🤖 AI Summary
This study investigates whether large language models (LLMs), specifically ChatGPT, exhibit gender or racial bias in the automated coding of collaborative communication data. Method: Drawing on three canonical collaborative tasks—negotiation, problem solving, and decision making—we develop a human-annotated, rule-based multimodal coding framework and conduct the first systematic fairness evaluation of ChatGPT’s coding performance across multiple collaborative tasks. Contribution/Results: Experimental results show no statistically significant bias along gender or racial dimensions (p > 0.05); ChatGPT’s coding accuracy is not significantly different from human annotators (Δ < 2.1%, p = 0.12). This work fills a critical empirical gap in fairness research on LLMs for collaborative assessment and demonstrates ChatGPT’s reliability and scalability for high-throughput, large-scale measurement of collaborative competence.
📝 Abstract
Assessing communication and collaboration at scale depends on a labor intensive task of coding communication data into categories according to different frameworks.
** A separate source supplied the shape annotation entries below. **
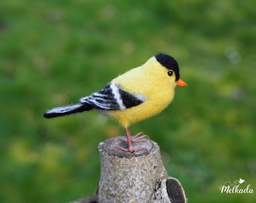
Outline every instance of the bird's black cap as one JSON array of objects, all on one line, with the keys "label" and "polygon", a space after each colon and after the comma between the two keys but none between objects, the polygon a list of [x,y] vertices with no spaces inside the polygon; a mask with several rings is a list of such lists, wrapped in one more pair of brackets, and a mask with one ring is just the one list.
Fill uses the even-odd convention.
[{"label": "bird's black cap", "polygon": [[179,79],[179,70],[178,70],[178,65],[176,60],[166,53],[158,53],[155,56],[157,62],[159,62],[162,65],[166,67],[169,70],[173,70],[175,73],[176,76],[176,81]]}]

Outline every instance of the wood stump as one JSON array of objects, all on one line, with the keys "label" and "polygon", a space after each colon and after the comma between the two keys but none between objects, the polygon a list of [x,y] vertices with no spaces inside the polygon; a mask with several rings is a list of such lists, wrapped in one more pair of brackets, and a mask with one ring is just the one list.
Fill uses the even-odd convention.
[{"label": "wood stump", "polygon": [[187,202],[179,181],[168,176],[156,142],[145,139],[133,143],[135,148],[149,149],[133,153],[116,147],[128,147],[120,138],[126,137],[109,138],[99,144],[101,171],[96,195],[72,202]]}]

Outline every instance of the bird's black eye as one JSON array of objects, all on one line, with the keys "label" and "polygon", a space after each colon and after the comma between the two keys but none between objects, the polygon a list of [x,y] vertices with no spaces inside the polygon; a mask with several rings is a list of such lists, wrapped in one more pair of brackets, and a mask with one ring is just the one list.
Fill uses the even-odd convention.
[{"label": "bird's black eye", "polygon": [[168,75],[172,76],[173,74],[173,71],[168,71]]}]

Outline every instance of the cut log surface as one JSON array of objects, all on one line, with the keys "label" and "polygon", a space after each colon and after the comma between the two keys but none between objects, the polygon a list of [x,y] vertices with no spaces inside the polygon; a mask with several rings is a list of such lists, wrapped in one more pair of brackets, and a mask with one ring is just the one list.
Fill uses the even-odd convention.
[{"label": "cut log surface", "polygon": [[[149,139],[133,142],[136,153],[125,152],[126,138],[107,139],[99,144],[100,180],[95,195],[72,203],[187,203],[184,189],[168,177],[157,144]],[[138,141],[138,140],[137,140]]]},{"label": "cut log surface", "polygon": [[157,183],[167,179],[160,148],[151,140],[133,143],[136,153],[124,152],[116,147],[127,148],[125,137],[110,138],[99,144],[101,177],[99,183],[99,202],[154,202]]}]

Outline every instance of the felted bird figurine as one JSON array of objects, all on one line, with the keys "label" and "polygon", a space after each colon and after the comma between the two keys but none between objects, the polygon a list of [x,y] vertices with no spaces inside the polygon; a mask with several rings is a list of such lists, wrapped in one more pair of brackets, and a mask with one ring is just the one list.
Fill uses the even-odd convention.
[{"label": "felted bird figurine", "polygon": [[142,66],[113,79],[100,91],[81,98],[78,104],[52,108],[44,117],[52,118],[96,109],[125,128],[128,149],[117,147],[134,153],[144,148],[136,149],[133,142],[143,141],[146,135],[140,132],[132,137],[130,126],[166,108],[173,99],[177,85],[187,86],[179,77],[177,62],[167,54],[159,53]]}]

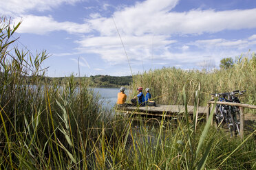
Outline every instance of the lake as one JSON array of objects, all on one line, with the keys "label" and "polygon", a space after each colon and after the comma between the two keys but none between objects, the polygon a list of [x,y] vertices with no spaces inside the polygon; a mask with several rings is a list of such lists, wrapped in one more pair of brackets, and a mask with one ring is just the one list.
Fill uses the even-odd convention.
[{"label": "lake", "polygon": [[[103,106],[111,108],[117,101],[117,95],[120,92],[119,88],[93,88],[95,93],[101,96],[100,101],[104,100]],[[125,90],[125,93],[129,96],[130,90]]]}]

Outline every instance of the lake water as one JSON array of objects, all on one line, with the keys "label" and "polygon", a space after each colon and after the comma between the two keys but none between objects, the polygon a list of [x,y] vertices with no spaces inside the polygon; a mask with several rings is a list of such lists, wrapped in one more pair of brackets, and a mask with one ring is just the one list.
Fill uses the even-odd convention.
[{"label": "lake water", "polygon": [[[118,88],[94,88],[95,93],[101,96],[100,101],[104,101],[103,106],[107,108],[111,108],[117,101],[117,95],[120,92]],[[125,93],[129,96],[129,90],[125,90]]]}]

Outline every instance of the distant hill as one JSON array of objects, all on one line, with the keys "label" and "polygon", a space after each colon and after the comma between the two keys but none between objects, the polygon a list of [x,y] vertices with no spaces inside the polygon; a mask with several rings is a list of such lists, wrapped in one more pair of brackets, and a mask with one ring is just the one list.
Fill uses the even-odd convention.
[{"label": "distant hill", "polygon": [[[50,82],[55,82],[57,84],[63,84],[68,81],[69,77],[41,77],[40,81]],[[76,83],[79,82],[79,77],[73,77],[74,81]],[[98,87],[119,87],[121,86],[129,86],[132,82],[132,76],[110,76],[108,75],[91,75],[90,77],[81,77],[81,78],[85,79],[89,81],[90,86]],[[31,77],[24,77],[25,84],[34,84],[33,78]]]}]

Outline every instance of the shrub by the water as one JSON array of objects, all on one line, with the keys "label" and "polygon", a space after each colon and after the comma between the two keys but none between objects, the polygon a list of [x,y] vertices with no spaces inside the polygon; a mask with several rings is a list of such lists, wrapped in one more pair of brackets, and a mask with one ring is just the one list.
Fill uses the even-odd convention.
[{"label": "shrub by the water", "polygon": [[[99,97],[88,88],[86,80],[81,79],[78,84],[72,75],[61,86],[59,82],[43,81],[41,63],[48,56],[43,51],[33,56],[13,48],[15,40],[12,35],[19,23],[12,27],[6,21],[1,18],[1,169],[255,168],[255,141],[251,138],[255,131],[244,141],[231,138],[229,134],[211,127],[210,121],[202,125],[191,121],[187,112],[182,113],[184,119],[173,120],[113,117],[102,109]],[[177,102],[186,106],[191,99],[200,98],[192,90],[198,89],[199,75],[206,74],[192,73],[198,80],[188,85],[191,73],[165,69],[169,73],[164,77],[156,77],[153,72],[149,76],[138,75],[134,84],[140,77],[142,82],[145,77],[159,81],[170,79],[173,85],[168,88],[173,89],[174,80],[183,75],[180,81],[188,89],[192,88],[186,95],[185,90],[180,90],[184,84],[176,84],[171,94]],[[28,76],[32,85],[25,82],[28,79],[24,77]],[[156,96],[168,90],[164,86],[158,89],[159,82],[151,82]],[[187,99],[186,96],[190,97]],[[169,98],[165,97],[169,102]],[[160,100],[164,101],[164,98]]]}]

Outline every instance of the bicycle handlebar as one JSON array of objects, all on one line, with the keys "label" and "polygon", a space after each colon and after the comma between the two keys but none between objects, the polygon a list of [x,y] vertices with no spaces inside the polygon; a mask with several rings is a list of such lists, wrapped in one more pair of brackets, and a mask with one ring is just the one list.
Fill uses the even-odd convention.
[{"label": "bicycle handlebar", "polygon": [[237,94],[241,95],[244,95],[244,93],[246,93],[246,90],[240,91],[239,90],[237,90],[230,92],[230,93],[212,93],[212,94],[211,94],[211,95],[214,96],[214,97],[221,97],[221,96],[226,97],[226,96],[228,96],[228,95],[233,96],[233,95],[235,95]]}]

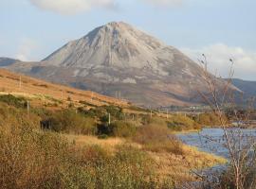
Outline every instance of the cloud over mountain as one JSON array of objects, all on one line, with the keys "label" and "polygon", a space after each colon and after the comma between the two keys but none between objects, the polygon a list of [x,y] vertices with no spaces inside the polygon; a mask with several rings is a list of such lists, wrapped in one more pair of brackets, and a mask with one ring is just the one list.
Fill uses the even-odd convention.
[{"label": "cloud over mountain", "polygon": [[239,46],[215,43],[197,49],[183,48],[182,51],[194,60],[200,59],[204,53],[208,58],[210,69],[213,72],[217,70],[222,77],[228,76],[229,59],[234,61],[235,77],[252,79],[256,75],[256,52]]},{"label": "cloud over mountain", "polygon": [[39,9],[70,15],[88,11],[93,8],[115,9],[115,0],[29,0]]},{"label": "cloud over mountain", "polygon": [[151,3],[159,7],[173,7],[183,4],[184,0],[143,0],[146,3]]}]

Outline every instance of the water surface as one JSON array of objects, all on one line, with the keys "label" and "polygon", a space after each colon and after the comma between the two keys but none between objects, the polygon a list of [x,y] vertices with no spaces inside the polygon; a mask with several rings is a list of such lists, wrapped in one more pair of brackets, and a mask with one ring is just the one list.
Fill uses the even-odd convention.
[{"label": "water surface", "polygon": [[[256,141],[256,129],[229,129],[228,134],[235,139],[242,138],[243,146],[252,140]],[[199,149],[229,158],[229,150],[225,147],[227,144],[222,129],[203,129],[199,132],[177,134],[177,137],[185,144],[198,147]],[[234,141],[234,140],[232,140]],[[238,141],[238,140],[237,140]],[[235,145],[238,145],[236,142]]]}]

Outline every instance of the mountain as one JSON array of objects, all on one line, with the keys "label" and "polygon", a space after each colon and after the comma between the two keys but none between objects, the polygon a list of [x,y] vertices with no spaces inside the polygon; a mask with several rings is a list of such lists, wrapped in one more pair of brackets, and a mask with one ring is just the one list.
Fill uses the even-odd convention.
[{"label": "mountain", "polygon": [[232,78],[232,84],[246,94],[246,98],[256,96],[256,81]]},{"label": "mountain", "polygon": [[[44,80],[32,78],[27,76],[11,73],[0,69],[0,95],[13,94],[25,96],[30,99],[35,106],[40,104],[50,108],[66,108],[70,102],[77,107],[116,105],[129,107],[127,102],[120,101],[109,96],[104,96],[90,91],[82,91],[67,86],[53,84]],[[68,100],[70,98],[70,100]],[[62,101],[62,103],[59,103]],[[57,105],[56,105],[57,104]]]},{"label": "mountain", "polygon": [[17,61],[20,61],[19,60],[9,59],[9,58],[0,58],[0,66],[9,66]]},{"label": "mountain", "polygon": [[206,90],[197,63],[122,22],[97,27],[42,61],[6,68],[146,107],[192,105],[198,103],[196,91]]}]

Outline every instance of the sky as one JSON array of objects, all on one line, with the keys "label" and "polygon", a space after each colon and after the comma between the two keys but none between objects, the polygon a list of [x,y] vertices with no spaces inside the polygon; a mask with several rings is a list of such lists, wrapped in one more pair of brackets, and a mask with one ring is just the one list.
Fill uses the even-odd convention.
[{"label": "sky", "polygon": [[211,72],[256,80],[255,0],[0,0],[0,57],[41,60],[109,22],[126,22]]}]

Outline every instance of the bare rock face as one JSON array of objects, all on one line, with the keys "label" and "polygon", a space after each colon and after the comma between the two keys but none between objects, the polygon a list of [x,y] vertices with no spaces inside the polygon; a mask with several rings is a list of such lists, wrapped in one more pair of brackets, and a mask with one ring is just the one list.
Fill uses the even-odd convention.
[{"label": "bare rock face", "polygon": [[151,107],[193,104],[192,96],[205,88],[198,64],[122,22],[100,26],[41,62],[9,69]]}]

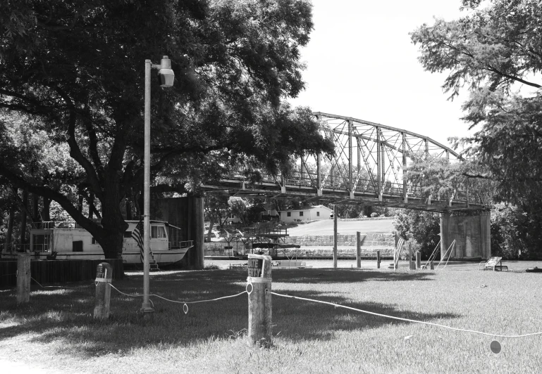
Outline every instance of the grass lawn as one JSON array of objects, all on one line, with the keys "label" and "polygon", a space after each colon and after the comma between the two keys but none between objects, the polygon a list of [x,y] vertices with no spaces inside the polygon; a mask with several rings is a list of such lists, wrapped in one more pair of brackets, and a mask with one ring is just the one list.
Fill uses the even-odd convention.
[{"label": "grass lawn", "polygon": [[[246,270],[152,273],[151,290],[205,299],[245,290]],[[495,334],[542,331],[542,274],[455,270],[274,270],[273,290],[376,313]],[[140,292],[140,273],[113,285]],[[111,291],[112,316],[92,319],[94,285],[44,290],[18,307],[0,288],[0,357],[66,373],[541,373],[542,335],[500,338],[374,316],[273,296],[273,347],[250,346],[247,300],[190,305]]]}]

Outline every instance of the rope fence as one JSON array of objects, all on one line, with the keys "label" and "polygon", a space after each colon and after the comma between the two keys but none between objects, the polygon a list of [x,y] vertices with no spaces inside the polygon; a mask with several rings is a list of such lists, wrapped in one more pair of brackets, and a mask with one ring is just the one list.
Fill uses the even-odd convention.
[{"label": "rope fence", "polygon": [[[107,283],[107,284],[109,284],[113,289],[116,290],[118,293],[120,293],[121,295],[123,295],[125,296],[128,296],[129,297],[142,297],[144,296],[142,294],[128,294],[128,293],[125,293],[125,292],[123,292],[121,291],[116,287],[115,287],[114,285],[111,285],[111,283]],[[216,302],[216,301],[222,300],[222,299],[230,299],[230,298],[233,298],[233,297],[237,297],[240,296],[242,295],[244,295],[245,293],[247,295],[250,295],[250,293],[252,292],[252,290],[251,289],[251,290],[249,291],[248,290],[249,286],[252,287],[252,281],[250,280],[247,280],[247,286],[246,286],[247,289],[245,291],[242,291],[241,292],[239,292],[239,293],[237,293],[237,294],[235,294],[235,295],[228,295],[228,296],[223,296],[221,297],[216,297],[214,299],[206,299],[206,300],[196,300],[196,301],[172,300],[172,299],[168,299],[166,297],[164,297],[162,296],[160,296],[159,295],[156,295],[156,294],[150,294],[150,295],[149,295],[149,297],[154,296],[155,297],[158,297],[159,299],[162,299],[166,300],[166,301],[169,302],[177,303],[177,304],[183,304],[183,311],[185,312],[185,314],[186,314],[188,313],[187,304],[197,304],[197,303],[202,303],[202,302]],[[335,303],[333,303],[333,302],[324,302],[324,301],[321,301],[321,300],[316,300],[315,299],[308,299],[307,297],[300,297],[299,296],[294,296],[294,295],[283,295],[283,294],[281,294],[281,293],[278,293],[278,292],[271,292],[271,295],[274,295],[275,296],[281,297],[285,297],[285,298],[289,298],[289,299],[297,299],[298,300],[304,300],[304,301],[307,301],[307,302],[316,302],[316,303],[319,303],[319,304],[327,304],[327,305],[331,305],[331,306],[334,307],[335,308],[343,308],[343,309],[349,309],[349,310],[352,310],[352,311],[359,311],[360,313],[364,313],[366,314],[371,314],[371,315],[373,315],[373,316],[378,316],[378,317],[383,317],[383,318],[395,319],[395,320],[398,320],[398,321],[405,321],[405,322],[410,322],[410,323],[421,323],[421,324],[423,324],[423,325],[429,325],[435,326],[435,327],[438,327],[438,328],[446,328],[446,329],[452,330],[455,330],[455,331],[462,331],[462,332],[464,332],[464,333],[474,333],[474,334],[479,334],[479,335],[486,335],[486,336],[490,336],[490,337],[493,337],[515,338],[515,337],[529,337],[529,336],[534,336],[534,335],[542,335],[542,331],[537,332],[537,333],[529,333],[529,334],[522,334],[522,335],[492,334],[492,333],[485,333],[484,331],[477,331],[476,330],[469,330],[469,329],[465,329],[465,328],[455,328],[455,327],[452,327],[452,326],[447,326],[445,325],[441,325],[439,323],[433,323],[433,322],[427,322],[427,321],[419,321],[419,320],[415,320],[415,319],[405,318],[402,318],[402,317],[396,317],[395,316],[390,316],[390,315],[388,315],[388,314],[381,314],[381,313],[376,313],[374,311],[367,311],[367,310],[364,310],[364,309],[358,309],[358,308],[354,308],[354,307],[347,307],[345,305],[341,305],[340,304],[335,304]]]},{"label": "rope fence", "polygon": [[[120,290],[118,288],[117,288],[116,287],[115,287],[114,285],[113,285],[111,283],[106,283],[106,284],[109,285],[111,287],[111,288],[113,288],[113,290],[117,291],[118,293],[120,293],[121,295],[123,295],[125,296],[128,296],[128,297],[143,297],[144,296],[144,295],[143,295],[143,294],[128,294],[128,293],[122,292],[121,290]],[[223,296],[221,297],[216,297],[216,298],[214,298],[214,299],[207,299],[207,300],[196,300],[196,301],[193,301],[193,302],[186,302],[186,301],[180,301],[180,300],[172,300],[171,299],[168,299],[166,297],[164,297],[163,296],[160,296],[159,295],[156,295],[156,294],[149,294],[149,297],[154,296],[154,297],[158,297],[159,299],[162,299],[163,300],[166,300],[166,302],[173,302],[173,303],[176,303],[176,304],[183,304],[183,311],[185,312],[185,314],[187,314],[188,313],[188,305],[187,305],[188,304],[198,304],[198,303],[200,303],[200,302],[216,302],[216,301],[222,300],[222,299],[230,299],[232,297],[237,297],[238,296],[240,296],[240,295],[243,295],[245,293],[250,295],[250,292],[249,292],[248,291],[247,291],[245,290],[245,291],[243,291],[242,292],[239,292],[239,293],[235,294],[235,295],[228,295],[228,296]]]},{"label": "rope fence", "polygon": [[[250,257],[252,256],[252,257]],[[249,265],[248,265],[248,274],[247,278],[247,283],[245,290],[242,292],[226,296],[222,296],[220,297],[214,297],[212,299],[207,299],[203,300],[173,300],[164,297],[161,295],[156,294],[149,294],[149,297],[157,297],[168,302],[172,302],[174,304],[183,304],[183,310],[185,314],[188,313],[188,305],[193,304],[207,303],[212,302],[218,302],[226,299],[231,299],[238,297],[245,293],[249,297],[249,335],[253,340],[253,342],[261,341],[262,339],[265,341],[271,342],[270,335],[261,335],[261,334],[268,334],[271,331],[271,295],[278,296],[279,297],[296,299],[299,300],[303,300],[309,302],[315,302],[318,304],[322,304],[326,305],[333,306],[335,308],[343,308],[347,310],[351,310],[359,313],[366,314],[370,314],[378,317],[383,317],[386,318],[393,319],[396,321],[402,321],[404,322],[420,323],[423,325],[427,325],[430,326],[434,326],[440,328],[445,328],[454,331],[468,333],[472,334],[478,334],[481,335],[489,336],[493,337],[501,337],[501,338],[521,338],[531,336],[541,335],[542,332],[530,333],[526,334],[518,334],[518,335],[505,335],[505,334],[495,334],[491,333],[486,333],[484,331],[478,331],[476,330],[470,330],[466,328],[455,328],[445,325],[441,325],[440,323],[436,323],[433,322],[428,322],[425,321],[419,321],[411,318],[406,318],[402,317],[398,317],[395,316],[390,316],[388,314],[383,314],[381,313],[376,313],[374,311],[369,311],[367,310],[361,309],[359,308],[354,308],[352,307],[347,307],[345,305],[341,305],[330,302],[324,302],[322,300],[318,300],[315,299],[309,299],[307,297],[300,297],[291,295],[283,295],[278,292],[271,292],[271,285],[272,279],[271,278],[271,257],[269,256],[263,256],[258,254],[251,254],[249,257]],[[251,261],[252,260],[252,261]],[[98,265],[98,269],[97,270],[97,278],[94,281],[96,286],[96,307],[94,308],[94,318],[109,318],[109,302],[110,302],[110,289],[107,288],[109,285],[111,288],[115,290],[117,292],[128,297],[143,297],[146,296],[144,294],[129,294],[124,292],[113,286],[111,284],[111,267],[109,264],[102,263]],[[3,276],[13,276],[17,274],[6,274]],[[18,278],[20,276],[18,275]],[[68,288],[76,289],[83,287],[88,287],[90,285],[83,287],[67,287],[67,286],[44,286],[40,284],[35,278],[30,276],[30,273],[27,273],[25,276],[29,284],[30,280],[34,280],[38,285],[42,288]],[[30,286],[28,286],[30,290]],[[18,285],[18,298],[19,297],[19,290]],[[154,304],[153,304],[154,307]],[[252,322],[251,322],[252,321]],[[251,332],[251,330],[252,330]],[[261,331],[260,331],[261,330]],[[255,333],[254,330],[257,330]],[[254,336],[251,334],[254,333]],[[264,337],[261,337],[264,336]]]}]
Prior research has established that ChatGPT can be directly instructed with coding rubrics to code the communication data and achieves accuracy comparable to human raters. However, whether the coding from ChatGPT or similar AI technology exhibits bias against different demographic groups, such as gender and race, remains unclear. To fill this gap, this paper investigates ChatGPT-based automated coding of communication data using a typical coding framework for collaborative problem solving, examining differences across gender and racial groups. The analysis draws on data from three types of collaborative tasks: negotiation, problem solving, and decision making. Our results show that ChatGPT-based coding exhibits no significant bias across gender and racial groups, paving the road for its adoption in large-scale assessment of collaboration and communication.